Stock Sale vs. Asset Sale: Why Deal Structure Matters

Many founders focus on negotiating the purchase price, but the structure of the transaction can be just as important. Whether your business is sold as a stock sale or an asset sale may affect both your tax bill and the buyer’s economics. In this video, Kirk Michie explains why these conversations should begin before the Letter of Intent is signed and how the right planning can create a better outcome for both parties. Watch the video below to learn why this often-overlooked topic deserves your attention.

Stock Sale vs. Asset Sale: Why Deal Structure Matters

When most founders think about selling their business, they focus on one number: the purchase price. But the structure of the transaction can be just as important as the valuation itself.

One of the biggest decisions in any acquisition is whether the business will be sold as a stock sale or an asset sale. While the difference may seem like legal terminology, it can have a meaningful impact on taxes, liability, and ultimately how much money both the buyer and seller walk away with.

In this video, M&A Advisor Kirk Michie explains why this conversation should happen early in the sale process and why experienced advisors often begin discussing deal structure before the Letter of Intent (LOI) is even signed.

What Is a Stock Sale?

In a stock sale, the buyer purchases the ownership interests of the company rather than buying each individual asset. The legal entity continues to exist, along with its contracts, customer relationships, employees, and operating history.

From a seller’s perspective, stock sales are often attractive because they may qualify for favorable capital gains tax treatment. Since ownership of the company changes hands instead of each individual asset being transferred, the transaction can also be administratively simpler.

However, buyers may be hesitant because they are acquiring the entire business—including certain known and unknown liabilities that may come with it.

What Is an Asset Sale?

In an asset sale, the buyer purchases selected assets of the business instead of acquiring the company itself. These assets can include equipment, inventory, intellectual property, customer contracts, and goodwill.

Asset purchases are often preferred by buyers because they can choose which assets and liabilities they assume. Buyers may also receive tax advantages by stepping up the tax basis of acquired assets and depreciating or amortizing them over time.

For sellers, however, an asset sale can sometimes create a higher tax burden depending on the company’s legal structure and how the purchase price is allocated among the assets being sold.

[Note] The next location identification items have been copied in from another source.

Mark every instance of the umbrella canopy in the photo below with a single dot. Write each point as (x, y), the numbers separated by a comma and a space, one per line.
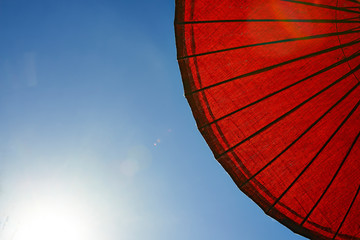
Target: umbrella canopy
(274, 88)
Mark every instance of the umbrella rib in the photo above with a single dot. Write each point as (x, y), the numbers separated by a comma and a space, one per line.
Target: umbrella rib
(283, 89)
(322, 148)
(332, 180)
(323, 6)
(273, 42)
(354, 1)
(289, 112)
(265, 69)
(347, 213)
(271, 20)
(300, 136)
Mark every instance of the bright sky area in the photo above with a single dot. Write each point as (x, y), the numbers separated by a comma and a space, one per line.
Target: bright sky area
(97, 140)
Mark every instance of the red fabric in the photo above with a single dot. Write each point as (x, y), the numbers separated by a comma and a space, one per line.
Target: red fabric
(274, 88)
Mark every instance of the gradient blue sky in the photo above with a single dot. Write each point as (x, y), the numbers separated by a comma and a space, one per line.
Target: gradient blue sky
(92, 114)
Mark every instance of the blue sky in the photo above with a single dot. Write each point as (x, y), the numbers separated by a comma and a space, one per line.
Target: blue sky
(93, 117)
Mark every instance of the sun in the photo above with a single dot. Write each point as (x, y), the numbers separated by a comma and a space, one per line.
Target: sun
(55, 220)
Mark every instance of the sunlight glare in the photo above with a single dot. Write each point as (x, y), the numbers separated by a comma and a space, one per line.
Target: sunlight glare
(52, 221)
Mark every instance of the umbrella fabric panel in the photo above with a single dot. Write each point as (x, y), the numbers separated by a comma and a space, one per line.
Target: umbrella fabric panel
(273, 86)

Why This Matters During Exit Planning

The choice between a stock sale and an asset sale is rarely made in isolation. Buyers generally have reasons for preferring one structure, while sellers often have different priorities.

As Kirk explains in this video, these conversations should begin during business exit planning—not after the Letter of Intent has been negotiated. Waiting until the final stages of due diligence can leave sellers with fewer options and less negotiating leverage.

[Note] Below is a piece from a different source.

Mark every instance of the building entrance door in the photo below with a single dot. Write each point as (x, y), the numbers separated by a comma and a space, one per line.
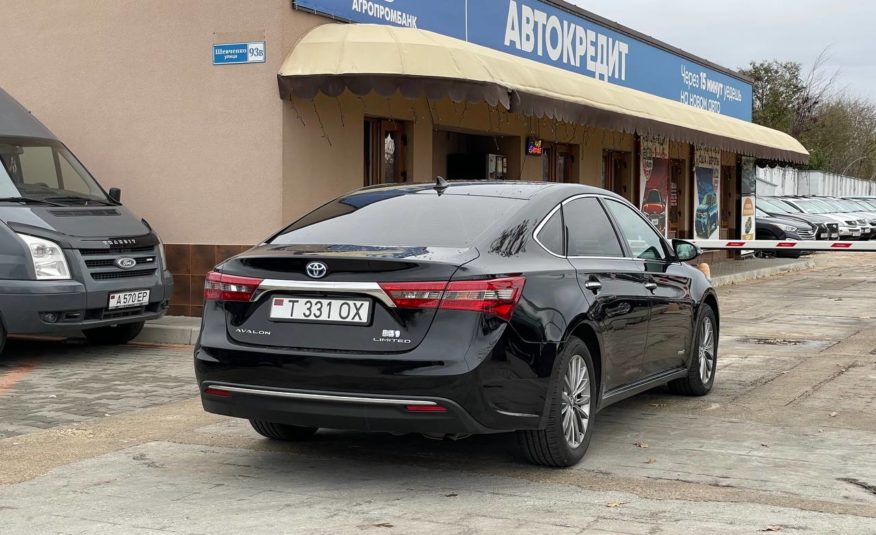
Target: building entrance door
(385, 148)
(616, 175)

Experienced M&A attorneys and tax advisors can often identify strategies that help bridge the gap between the buyer’s objectives and the seller’s tax concerns. One example discussed in the video is a Section 338(h)(10) election, which under certain circumstances can allow both parties to achieve many of their desired tax outcomes.

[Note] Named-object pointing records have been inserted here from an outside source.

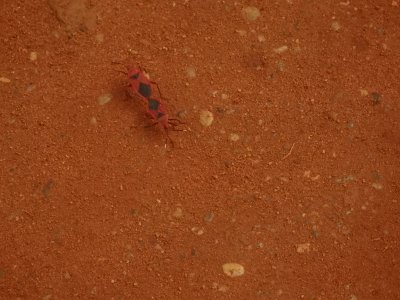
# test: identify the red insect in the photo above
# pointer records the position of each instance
(157, 111)
(141, 85)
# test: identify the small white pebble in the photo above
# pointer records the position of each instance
(250, 13)
(191, 72)
(33, 56)
(335, 26)
(281, 49)
(303, 248)
(178, 213)
(377, 185)
(104, 99)
(206, 118)
(233, 269)
(100, 38)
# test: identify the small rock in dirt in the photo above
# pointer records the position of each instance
(234, 137)
(67, 275)
(233, 269)
(33, 56)
(208, 217)
(47, 188)
(333, 116)
(376, 98)
(241, 32)
(250, 13)
(5, 80)
(345, 179)
(182, 114)
(178, 213)
(104, 99)
(198, 230)
(190, 72)
(281, 49)
(303, 248)
(100, 38)
(206, 118)
(377, 185)
(261, 38)
(335, 26)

The Importance of Building the Right Advisory Team

Transaction structure is only one piece of a successful business sale, but it demonstrates why founders benefit from assembling an experienced advisory team early in the process.

A qualified M&A advisor works alongside attorneys and CPAs to identify issues before they become obstacles, facilitate productive conversations between buyers and sellers, and help negotiate terms that protect the founder’s financial outcome.

At Candor Advisors, we help business owners prepare for successful exits by coordinating every stage of the transaction—from business valuation and buyer negotiations to deal structure, due diligence, and closing strategy. Our goal is to help founders maximize value while avoiding costly surprises that can emerge late in the sale process.

Whether you’re considering a sale this year or simply beginning your business exit planning, understanding how deal structure affects taxes and negotiations can help you make more informed decisions when the right opportunity arrives.